Next week at TFH we’re featuring a modest tribute to Bela! … Lugosi, of course. The films include Invisible Ghost (helmed by Gun Crazy‘s Joseph H. Lewis), 1947’s Scared To Death, and the subject of today’s Saturday Matinee,  Bela Lugosi Meets a Brooklyn Gorilla.

 
bela_lugosi_meets_a_brooklyn_gorilla_ver2_xlgThe sole reason for the existence of Bela Lugosi Meets a Brooklyn Gorilla is Dean Martin and Jerry Lewis. If anything, that considerably narrows down the blame for this 74 minute pleasure-killer from 1952.

It was at the height of Martin and Lewis’ extraordinary success in the early fifties (each appearance was a near riot, on stage and off, a bobbysoxer’s version of Beatlemania) that a motley collection of crooners and comics rushed in to steal some of the limelight.

None were so brazen (or motley) than the team of Duke Mitchell and Sammy Petrillo. Mitchell was an erstwhile lounge singer with a predilection for imitating smooth operators like Vaughn Monroe and Frankie Laine. Petrillo had only one impersonation in his toolkit but it was the key to their act.

It’s up to debate whether it was a blessing or a curse, but Sammy Petrillo was born into this world as a nearly exact duplicate of Jerry Lewis, an uncanny facsimile which Petrillo topped off with a more than serviceable reproduction of Lewis’ whiningly infantile outbursts.

Unable to afford the actual Martin and Lewis, producer Jack Broder (president of Realart Pictures, a reissue distributor of Universal monster classics) signed Mitchell and Petrillo for Bela Lugosi Meets a Brooklyn Gorilla, a low, low budget horror comedy in the vein of Abbott and Costello Meet Frankenstein to be directed by the similarly low-budget director William Beaudine.

Filmed in six days for a budget of 12,000 while Martin and Lewis producer Hal Wallis threatened to sue and Lugosi sank further into Morphine addiction, Brooklyn Gorilla is useful only as a jaundiced example of opportunistic fly-by-night moviemaking.

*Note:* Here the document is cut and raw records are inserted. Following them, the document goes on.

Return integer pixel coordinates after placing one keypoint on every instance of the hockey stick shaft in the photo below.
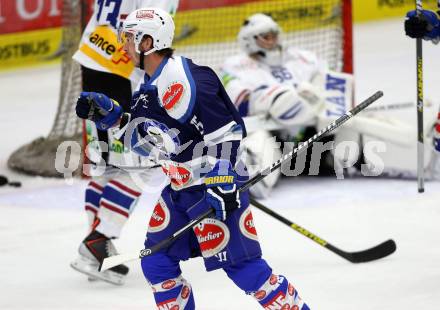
(384, 249)
(115, 260)
(419, 87)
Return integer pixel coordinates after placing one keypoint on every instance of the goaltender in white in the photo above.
(285, 89)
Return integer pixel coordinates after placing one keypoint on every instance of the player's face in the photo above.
(268, 40)
(127, 39)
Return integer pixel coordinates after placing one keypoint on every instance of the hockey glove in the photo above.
(426, 26)
(99, 108)
(222, 193)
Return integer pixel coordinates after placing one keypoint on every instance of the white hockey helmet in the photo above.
(154, 22)
(253, 27)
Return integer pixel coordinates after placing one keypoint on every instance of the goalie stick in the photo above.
(116, 260)
(377, 252)
(419, 87)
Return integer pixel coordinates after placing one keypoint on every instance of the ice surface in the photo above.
(42, 223)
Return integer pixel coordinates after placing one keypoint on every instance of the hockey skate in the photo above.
(92, 252)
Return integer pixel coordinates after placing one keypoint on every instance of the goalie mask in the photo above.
(260, 35)
(154, 22)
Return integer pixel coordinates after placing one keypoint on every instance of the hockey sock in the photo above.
(93, 195)
(174, 294)
(278, 294)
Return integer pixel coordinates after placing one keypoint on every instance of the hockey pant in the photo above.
(231, 245)
(109, 201)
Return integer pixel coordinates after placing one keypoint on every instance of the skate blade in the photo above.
(90, 268)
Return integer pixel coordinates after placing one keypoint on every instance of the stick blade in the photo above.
(116, 260)
(379, 251)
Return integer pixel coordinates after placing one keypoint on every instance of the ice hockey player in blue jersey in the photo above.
(182, 116)
(425, 26)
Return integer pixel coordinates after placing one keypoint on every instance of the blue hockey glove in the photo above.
(426, 26)
(222, 193)
(99, 108)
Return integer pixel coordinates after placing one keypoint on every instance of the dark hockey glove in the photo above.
(99, 108)
(222, 190)
(426, 25)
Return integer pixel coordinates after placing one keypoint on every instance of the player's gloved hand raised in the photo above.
(99, 108)
(222, 193)
(426, 25)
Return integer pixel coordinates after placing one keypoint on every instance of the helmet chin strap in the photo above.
(142, 56)
(272, 57)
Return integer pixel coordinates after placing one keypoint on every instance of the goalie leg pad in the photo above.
(170, 289)
(119, 197)
(93, 196)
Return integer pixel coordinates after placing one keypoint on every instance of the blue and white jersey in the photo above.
(185, 120)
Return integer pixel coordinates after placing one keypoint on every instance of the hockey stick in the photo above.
(420, 146)
(115, 260)
(379, 251)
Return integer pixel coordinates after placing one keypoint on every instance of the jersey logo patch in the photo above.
(169, 284)
(247, 226)
(173, 94)
(213, 236)
(160, 218)
(179, 175)
(185, 292)
(145, 14)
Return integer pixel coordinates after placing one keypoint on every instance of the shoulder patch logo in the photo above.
(160, 218)
(173, 94)
(145, 14)
(213, 236)
(179, 174)
(247, 226)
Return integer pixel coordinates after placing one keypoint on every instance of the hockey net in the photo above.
(206, 32)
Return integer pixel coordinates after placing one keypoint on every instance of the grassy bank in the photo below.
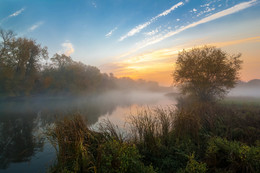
(195, 138)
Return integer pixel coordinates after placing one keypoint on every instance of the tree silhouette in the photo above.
(206, 73)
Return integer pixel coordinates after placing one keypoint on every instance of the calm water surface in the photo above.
(24, 148)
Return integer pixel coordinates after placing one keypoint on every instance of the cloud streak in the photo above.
(212, 17)
(35, 26)
(140, 27)
(16, 13)
(12, 15)
(157, 65)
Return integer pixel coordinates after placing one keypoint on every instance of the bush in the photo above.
(193, 166)
(120, 157)
(232, 156)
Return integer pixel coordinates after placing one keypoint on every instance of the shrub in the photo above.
(193, 166)
(232, 156)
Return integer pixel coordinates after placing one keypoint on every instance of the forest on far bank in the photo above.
(27, 70)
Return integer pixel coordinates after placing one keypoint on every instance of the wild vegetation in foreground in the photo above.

By cynically co-opting the rising fortunes of two new stars and the fading fortunes of an old one, Bela Lugosi Meets a Brooklyn Gorilla shows us how an exploitation film can be genuinely exploitive.

Sammy Petrillo appeared in only one other movie of interest, a blink-or-you’ll-miss-him moment in the memorably sleazy The Brain that Wouldn’t Die, released in 1962.

Duke Mitchell passed away in 1981 but unwittingly participated in a post-mortem career renaissance with the recent revivals of  The Executioner (1978) and Gone With The Pope (1976), each film idiomatic of the great grindhouse era and each showing more passion and integrity than any frame to be found in Bela Lugosi Meets a Brooklyn Gorilla.